Саакадзе все больше прикидывался «выбитым из седла». Но его уже и на самом деле тревожила мысль: «Что же затевается?»

— Мне султан не изволил повелеть…

— Когда найдет нужным, можете не сомневаться, повелит. Тем более, что не кому иному, как вам, придется вести турецкое войско.

— Куда?

— Куда захочет проказница судьба.

— Или?

— Пожелать своей голове «спокойной ночи»!

— Так думает Франция?

— Нет, Хозрев-паша. Диван уже получил согласие султана. Поздравляю, монсеньер! Бедные птицы, я должен им открыть секрет: о пернатые, не ждите в Исфахане вашего покровителя, его опутала серая сутана.

— Так вот, граф, есть политики, способные ранить и хлопком. Посол де Сези предпочел запугать меня миражом. Но поздно, главное я понял: посла одурманила «летучая мышь», первого везира — тугой мешок посла, Диван — звонкие обещания Серого аббата.

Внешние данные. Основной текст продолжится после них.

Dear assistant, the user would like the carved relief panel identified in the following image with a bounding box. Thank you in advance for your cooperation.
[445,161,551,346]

— А Моурав-бека — персидские птицы? А не железная перчатка королевского посла? Но… прочь уловки! Побеседуем серьезно!

— Кстати, не по турецкой, а по персидской мудрости: «Беседа, приносящая тебе вред, будь то серьезная или веселая, стоит дешевле ослиного крика». Посол во вред себе открыл моим птицам больше, чем мог бы сделать лучший мой лазутчик. А что выторговал взамен? Птичье молоко?

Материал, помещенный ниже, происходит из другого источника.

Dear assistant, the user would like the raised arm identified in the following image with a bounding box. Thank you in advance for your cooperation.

— И вы наивно полагаете, что этого мало? Вам, дьявол возьми, не молоко, а сера нужна, и вы найдете ее у Габсбургов. В поход! В поход! В преисподнюю! В ад! Счастливого пути! О дева Мария! Есть ли еще на земле подобный птицелов?!

— К слову, посол: я своих птиц в саду держу, а вы свою летучую мышь где? Не в сундуке ли Иоанна — не Крестителя, а купца?

— Сундук? Что еще за фантазия! Ха-ха!.. — Граф, казалось, сохранял полное спокойствие. — После птиц — саквояж! Ваши слова меня поражают. Да, кстати, прошу помнить, что вы находитесь в посольстве короля Франции.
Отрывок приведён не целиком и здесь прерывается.